EX-10.12 2 d217852dex1012.htm EX-10.12 EX-10.12

Exhibit 10.12

Amendment No. 1 to the John B. Sanfilippo & Son, Inc. 2014 Omnibus Incentive Plan

Section 4.3 is amended and restated in its entirety to read:

4.3 Annual Award Limits. Subject to adjustment as set forth in Section 4.4 and as may be adjusted from time to time by resolution of the Board (which resolution shall have the same effect as if adopted by the Committee pursuant to Section 3.2 herein) (each of (a)-(c) an “Annual Award Limit” and collectively the “Annual Award Limits”):

(a) the maximum aggregate number of Shares for which Options or SARs may be granted to any Participant in any calendar year shall be 500,000 Shares (for avoidance of the doubt, this limit applies separately to each type of award);

(b) the maximum aggregate number of Shares that may be paid to any Participant in any calendar year under an Award of Restricted Stock, Restricted Stock Units, Performance Shares or Other Stock-Based Awards, in each case that are Performance-Based Compensation, shall be 250,000 Shares determined as of the date of payout (for avoidance of the doubt, this limit applies separately to each type of award); and

(c) the maximum aggregate amount that may be paid to any Participant in any calendar year under an Award of Performance Units, Cash-Based Awards or any other Award that is payable in cash, in each case that are Performance-Based Compensation, shall be $5,000,000 determined as of the date of payout.

Section 22.2 is amended and restated in its entirety to read:

22.2 Tax Withholding.

(a) Tax Withholding. The Company shall have the power and the right to deduct or withhold, or require a Participant to remit to the Company, the minimum statutory amount or such greater amount as may be permitted under applicable accounting standards or applicable law, to satisfy applicable federal, state and local tax withholding requirements, domestic or foreign, with respect to any taxable event arising as a result of this Plan.

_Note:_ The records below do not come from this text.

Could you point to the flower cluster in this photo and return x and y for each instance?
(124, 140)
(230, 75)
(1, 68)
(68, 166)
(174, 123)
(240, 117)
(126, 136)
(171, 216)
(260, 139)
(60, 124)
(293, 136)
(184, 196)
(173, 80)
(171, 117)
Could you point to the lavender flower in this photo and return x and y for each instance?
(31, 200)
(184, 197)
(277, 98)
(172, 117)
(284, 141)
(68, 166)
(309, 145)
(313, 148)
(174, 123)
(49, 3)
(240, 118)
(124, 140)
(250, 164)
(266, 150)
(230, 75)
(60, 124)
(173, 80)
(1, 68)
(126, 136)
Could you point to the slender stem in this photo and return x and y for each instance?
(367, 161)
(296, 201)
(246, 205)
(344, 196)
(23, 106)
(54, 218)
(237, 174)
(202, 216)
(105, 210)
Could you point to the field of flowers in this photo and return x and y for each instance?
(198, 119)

(b) Share Withholding. With respect to withholding required upon the exercise of Options or SARS, upon the lapse of restrictions on Restricted Stock, upon the settlement of Restricted Stock Units, or upon the achievement of performance goals related to Performance Shares, or any other taxable event arising as a result of an Award granted hereunder (collectively referred to as “Share Payment”), a Participant may elect, subject to the approval of the Committee, to satisfy the withholding requirement, in whole or in part, by having the Company withhold from the Share Payment the number of Shares having a Fair Market Value on the date of the withholding is to be determined equal to the minimum statutory withholding requirement or such greater amount as may be permitted under applicable accounting standards or applicable law. All such elections shall be irrevocable, made in writing, and signed by the Participant, and shall be subject to any restrictions or limitations that the Committee, in its sole discretion, deems appropriate.